Rovinj is located on a narrow promontory that juts far out into the Adriatic Sea. Here, visitors still breathe the flair of a small fishing village, where time sometimes stands still. Those who like it particularly quiet will love the 22 small islands off the coast of the city. By boat, for example, you can quickly get to Crveni Otok, which translates as “Red Island”.

The landscape on the islands is still wild, and particularly charming. But there are also magical beaches on the mainland, such as Borik Beach or Lone Bay. In Istria, the beaches are made up of small pebbles. The water around Rovinj is crystal clear, which is especially pleasing to snorkelers and divers who want to explore the surrounding underwater world. There are several professional diving schools in Rovinj. Sports enthusiasts can also rent kayaks to explore the many coves lined up along the coast. In the sunset, they look particularly picturesque.

Winding and rocky: the historic old town of Rovinj

Old Town Rovinj
The old town of Rovinj, Image: Tupungato / shutterstock

Especially in the hot midday hours, a walk through the shady old town of Rovinj is good. Istria has a Mediterranean climate: this means that the summer months can be very dry and hot.

The best time for a beach holiday is from June to September. In the remaining months, the climate is mild, which makes Rovinj an attractive holiday destination even in the low season. If you stroll through the old town alleys, you are walking on natural cobblestones. You enter the old town through the Venetian Porta Balbi, built in 1680. Here you can see the coat of arms of the winged Venetian lion. The Church of St. Euphemia is considered a landmark of Rovinj.

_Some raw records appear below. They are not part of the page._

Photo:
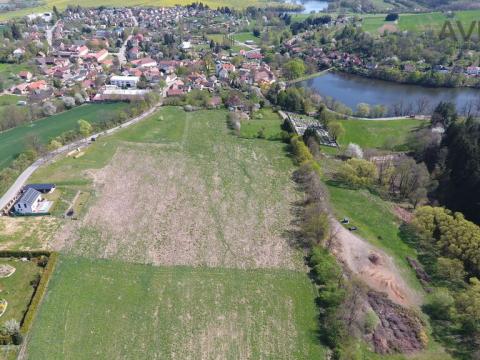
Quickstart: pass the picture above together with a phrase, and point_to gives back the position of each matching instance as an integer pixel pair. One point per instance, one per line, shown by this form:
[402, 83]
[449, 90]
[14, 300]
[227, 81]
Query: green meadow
[14, 141]
[112, 310]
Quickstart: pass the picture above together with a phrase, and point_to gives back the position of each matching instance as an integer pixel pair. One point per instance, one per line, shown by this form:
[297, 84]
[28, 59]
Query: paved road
[24, 176]
[49, 33]
[122, 59]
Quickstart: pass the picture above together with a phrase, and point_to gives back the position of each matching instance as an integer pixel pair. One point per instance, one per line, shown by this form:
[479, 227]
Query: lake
[352, 89]
[309, 5]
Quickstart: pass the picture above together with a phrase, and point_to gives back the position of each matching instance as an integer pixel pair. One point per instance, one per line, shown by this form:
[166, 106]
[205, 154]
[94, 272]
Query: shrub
[300, 150]
[39, 293]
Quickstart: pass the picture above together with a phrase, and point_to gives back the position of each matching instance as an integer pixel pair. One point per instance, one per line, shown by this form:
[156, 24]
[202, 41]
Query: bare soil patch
[372, 265]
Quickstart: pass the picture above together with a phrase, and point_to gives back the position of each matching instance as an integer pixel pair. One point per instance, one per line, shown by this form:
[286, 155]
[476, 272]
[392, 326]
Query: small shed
[42, 188]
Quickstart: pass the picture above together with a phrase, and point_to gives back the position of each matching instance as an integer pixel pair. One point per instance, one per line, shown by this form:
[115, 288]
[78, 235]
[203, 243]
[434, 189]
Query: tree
[315, 226]
[460, 183]
[49, 108]
[468, 308]
[450, 272]
[358, 173]
[363, 110]
[294, 68]
[84, 127]
[444, 114]
[335, 129]
[54, 144]
[68, 101]
[440, 304]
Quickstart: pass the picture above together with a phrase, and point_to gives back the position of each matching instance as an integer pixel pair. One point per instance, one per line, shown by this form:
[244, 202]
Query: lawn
[112, 310]
[13, 142]
[382, 134]
[17, 289]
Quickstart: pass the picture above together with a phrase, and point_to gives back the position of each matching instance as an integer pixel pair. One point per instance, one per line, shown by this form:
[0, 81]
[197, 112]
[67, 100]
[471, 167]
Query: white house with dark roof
[29, 202]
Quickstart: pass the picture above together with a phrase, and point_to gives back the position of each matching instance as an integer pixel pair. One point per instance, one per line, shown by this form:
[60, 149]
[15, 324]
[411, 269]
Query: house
[124, 81]
[186, 45]
[473, 70]
[26, 75]
[42, 188]
[37, 85]
[144, 62]
[18, 52]
[29, 203]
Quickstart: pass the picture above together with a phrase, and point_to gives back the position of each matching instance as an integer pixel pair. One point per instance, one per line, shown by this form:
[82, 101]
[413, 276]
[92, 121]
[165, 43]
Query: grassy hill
[113, 310]
[421, 22]
[13, 142]
[62, 4]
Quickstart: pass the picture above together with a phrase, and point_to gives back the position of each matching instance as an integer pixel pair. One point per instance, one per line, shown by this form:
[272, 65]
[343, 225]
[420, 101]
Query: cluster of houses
[97, 51]
[31, 200]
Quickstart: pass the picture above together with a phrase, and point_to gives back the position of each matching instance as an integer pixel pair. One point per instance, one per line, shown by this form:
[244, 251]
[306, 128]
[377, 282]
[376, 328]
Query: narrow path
[12, 192]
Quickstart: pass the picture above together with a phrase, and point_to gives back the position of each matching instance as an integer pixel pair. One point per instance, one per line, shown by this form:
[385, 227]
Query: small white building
[29, 203]
[124, 82]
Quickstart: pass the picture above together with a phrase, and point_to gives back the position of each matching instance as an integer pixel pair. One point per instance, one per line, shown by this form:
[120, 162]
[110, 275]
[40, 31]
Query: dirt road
[372, 265]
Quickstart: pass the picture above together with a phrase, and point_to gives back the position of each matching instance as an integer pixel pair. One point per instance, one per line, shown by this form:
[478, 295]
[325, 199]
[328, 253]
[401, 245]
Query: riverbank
[308, 77]
[397, 99]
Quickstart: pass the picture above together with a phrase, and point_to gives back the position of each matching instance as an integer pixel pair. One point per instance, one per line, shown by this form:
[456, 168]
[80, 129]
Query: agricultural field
[17, 288]
[213, 213]
[234, 195]
[267, 124]
[419, 22]
[379, 134]
[246, 36]
[13, 141]
[62, 4]
[133, 311]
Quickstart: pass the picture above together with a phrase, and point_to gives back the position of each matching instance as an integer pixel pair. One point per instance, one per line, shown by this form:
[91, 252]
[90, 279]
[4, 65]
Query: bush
[300, 150]
[358, 173]
[39, 293]
[440, 304]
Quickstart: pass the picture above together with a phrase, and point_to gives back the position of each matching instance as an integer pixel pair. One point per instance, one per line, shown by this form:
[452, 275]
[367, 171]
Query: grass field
[16, 289]
[234, 195]
[421, 22]
[269, 124]
[62, 4]
[245, 36]
[387, 134]
[13, 142]
[376, 223]
[188, 193]
[112, 310]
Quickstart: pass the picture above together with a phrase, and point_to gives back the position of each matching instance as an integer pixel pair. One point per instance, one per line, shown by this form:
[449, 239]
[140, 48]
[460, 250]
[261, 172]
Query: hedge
[37, 298]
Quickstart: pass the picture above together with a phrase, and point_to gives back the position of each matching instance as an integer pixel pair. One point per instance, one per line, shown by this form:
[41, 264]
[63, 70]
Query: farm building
[42, 188]
[124, 81]
[31, 202]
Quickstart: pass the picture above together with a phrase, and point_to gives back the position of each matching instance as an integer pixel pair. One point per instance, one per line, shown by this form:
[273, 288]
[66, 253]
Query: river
[309, 5]
[398, 98]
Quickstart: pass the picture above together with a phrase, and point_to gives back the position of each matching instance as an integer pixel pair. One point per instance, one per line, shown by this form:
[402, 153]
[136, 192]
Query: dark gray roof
[29, 196]
[40, 187]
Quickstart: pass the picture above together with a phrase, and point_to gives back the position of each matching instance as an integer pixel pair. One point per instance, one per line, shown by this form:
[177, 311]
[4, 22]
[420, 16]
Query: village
[97, 55]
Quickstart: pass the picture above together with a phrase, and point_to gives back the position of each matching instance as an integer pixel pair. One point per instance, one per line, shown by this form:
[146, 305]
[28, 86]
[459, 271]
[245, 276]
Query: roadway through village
[17, 186]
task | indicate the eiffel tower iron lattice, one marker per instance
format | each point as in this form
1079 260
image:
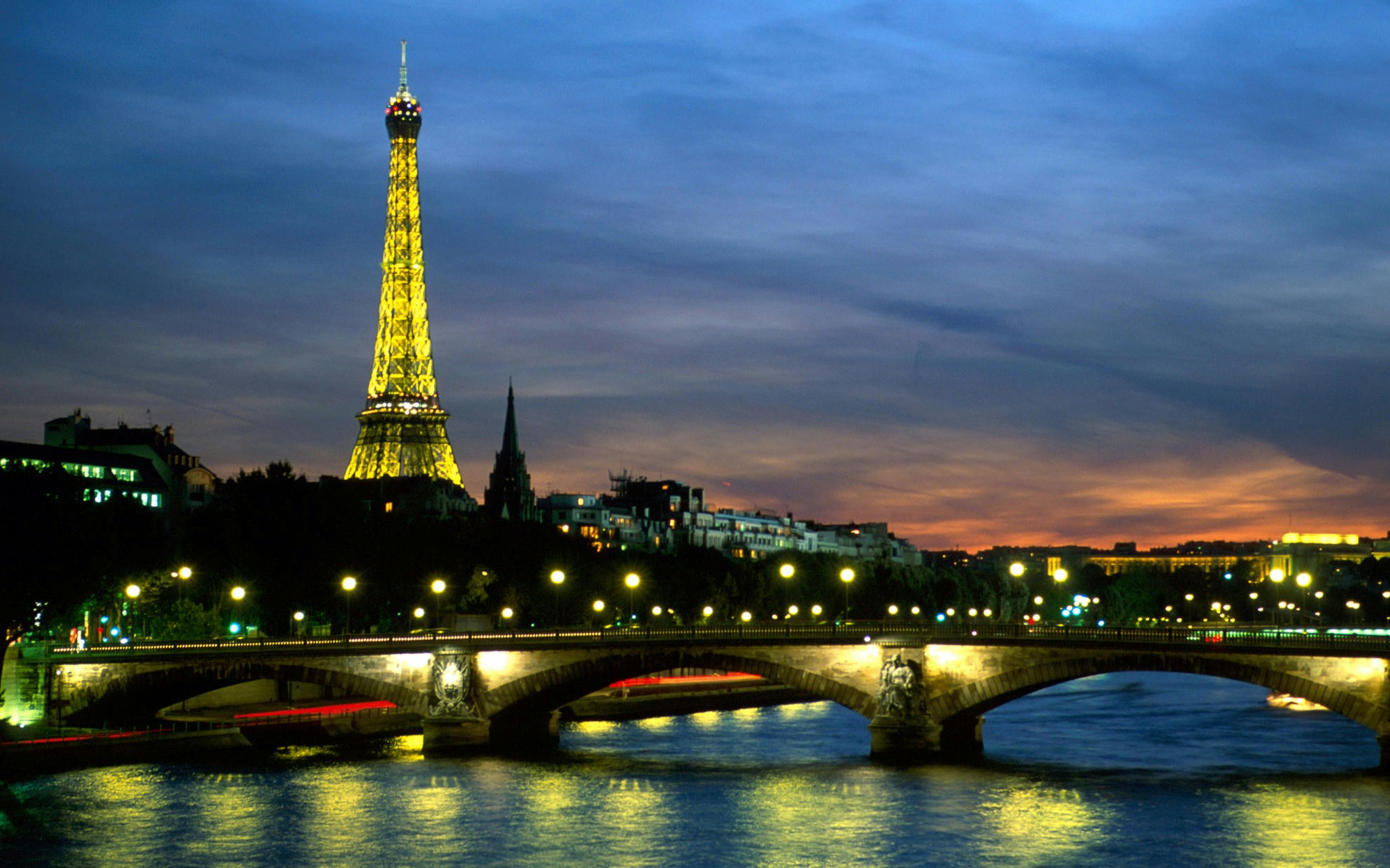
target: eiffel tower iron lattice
403 427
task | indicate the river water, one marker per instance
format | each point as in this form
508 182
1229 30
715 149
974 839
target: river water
1117 770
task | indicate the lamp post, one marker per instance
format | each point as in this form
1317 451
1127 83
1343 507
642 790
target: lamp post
631 581
133 592
1303 579
181 575
558 578
438 588
238 593
349 582
786 571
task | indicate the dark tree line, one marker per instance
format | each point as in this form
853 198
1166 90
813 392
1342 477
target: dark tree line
289 543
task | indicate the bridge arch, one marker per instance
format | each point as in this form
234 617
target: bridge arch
960 707
134 697
548 690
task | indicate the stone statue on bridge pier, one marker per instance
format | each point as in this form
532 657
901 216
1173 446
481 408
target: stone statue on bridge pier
453 722
901 728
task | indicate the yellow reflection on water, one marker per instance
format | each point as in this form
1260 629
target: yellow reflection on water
1038 825
1274 825
596 726
802 711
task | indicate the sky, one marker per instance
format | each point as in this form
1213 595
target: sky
995 273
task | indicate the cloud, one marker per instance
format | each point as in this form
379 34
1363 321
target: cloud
995 273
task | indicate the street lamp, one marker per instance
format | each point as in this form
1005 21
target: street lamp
631 581
438 588
181 575
349 582
133 592
558 578
238 595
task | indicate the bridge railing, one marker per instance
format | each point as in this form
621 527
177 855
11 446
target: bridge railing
1211 638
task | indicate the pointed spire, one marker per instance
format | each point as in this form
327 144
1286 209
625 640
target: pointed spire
511 445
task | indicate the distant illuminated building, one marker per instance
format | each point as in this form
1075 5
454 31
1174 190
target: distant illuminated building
139 464
403 427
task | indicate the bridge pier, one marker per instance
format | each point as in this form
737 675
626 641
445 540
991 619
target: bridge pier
455 735
901 731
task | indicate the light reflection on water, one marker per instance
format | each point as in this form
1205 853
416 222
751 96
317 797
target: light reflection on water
1121 770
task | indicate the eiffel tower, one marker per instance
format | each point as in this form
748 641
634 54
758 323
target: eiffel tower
402 427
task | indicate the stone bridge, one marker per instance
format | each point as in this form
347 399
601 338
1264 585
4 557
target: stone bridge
923 692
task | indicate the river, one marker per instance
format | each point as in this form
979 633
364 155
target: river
1117 770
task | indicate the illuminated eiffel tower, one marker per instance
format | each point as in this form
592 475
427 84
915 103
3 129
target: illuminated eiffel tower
402 427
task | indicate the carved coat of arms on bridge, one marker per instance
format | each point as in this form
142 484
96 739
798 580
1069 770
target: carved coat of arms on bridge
901 694
453 687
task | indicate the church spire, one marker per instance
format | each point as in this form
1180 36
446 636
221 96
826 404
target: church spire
509 494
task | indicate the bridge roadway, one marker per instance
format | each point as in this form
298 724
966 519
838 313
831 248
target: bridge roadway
923 687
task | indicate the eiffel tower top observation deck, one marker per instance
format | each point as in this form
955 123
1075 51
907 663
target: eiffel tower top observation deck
403 427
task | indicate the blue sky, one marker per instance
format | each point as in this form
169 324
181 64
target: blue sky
995 273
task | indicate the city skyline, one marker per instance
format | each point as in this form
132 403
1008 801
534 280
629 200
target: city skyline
994 275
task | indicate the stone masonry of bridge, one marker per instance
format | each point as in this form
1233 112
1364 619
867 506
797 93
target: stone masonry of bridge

Its 60-metre-high church tower is visible from afar. But the interior of the church is also a feast for the eyes: the baroque church, built in the 18th century, is decorated with ornate paintings and Gothic statues. The alleys continue to wind their way to the Baptistery of the Holy Trinity. The heptagonal Romanesque church from the 12th century is the oldest building in the city, and for that reason alone it is worth a visit. Also from the 12th century is the glowing red Torre dell’Orologio: the clock tower.

In the past, it functioned as the south tower of the city wall, later as a prison. If you want to find out more about the history of the city, visit the local history museum before the old town walk leads through the streets of Trevisol and Garzotto. Here, between colourful houses with low doors and flower boxes, the wheel of time turns back and visitors feel wonderfully slowed down. Before heading back to the harbour, the Batana Museum invites you to take in historic wooden boats and fishing objects.

Between fjord and cave landscapes: magical excursions around Rovinj

Who would have thought that with the Limski Channel near Rovinj there is also a fjord to cross. The narrow inlet runs along the west coast of Istria. The low-salt fjord is best known for its fish and mussel farming. Oysters, seafood or Italian-inspired fish dishes, which end up on the plate in Rovinj’s restaurants in the evening, were often fished here.

Tourists like to take a boat trip through the nature reserve. The nature around the Linski Canal is wonderfully diverse. A real highlight is the cave of Romuald at the end of the Linski Canal. According to legend, the hermit Romuald lived here around 1,000 AD. The cave is a colourful stalactite cave that can be visited as part of guided tours.

If you prefer hiking to boating, the Limski Canal is the right place for you. A well-signposted hiking trail leads from Vrsar to Dvigrad, which can be mastered as a daily stage. The trail runs largely parallel to the Limski Canal. With the difference that you can now explore the waterway almost from a bird’s eye view, as the hiking trail is located high above the rocky cliffs. The destination of the hike is the ruined city of Dvigrad. The medieval village, which was once founded by the Illyrians, has been abandoned since 1631, and has been falling into disrepair ever since. Dvigrad used to be an important trading center. Two castle ruins and a lot of dilapidated sacred and secular buildings can be visited here. People once fled Dvigrad because plague and malaria had a firm grip on the city.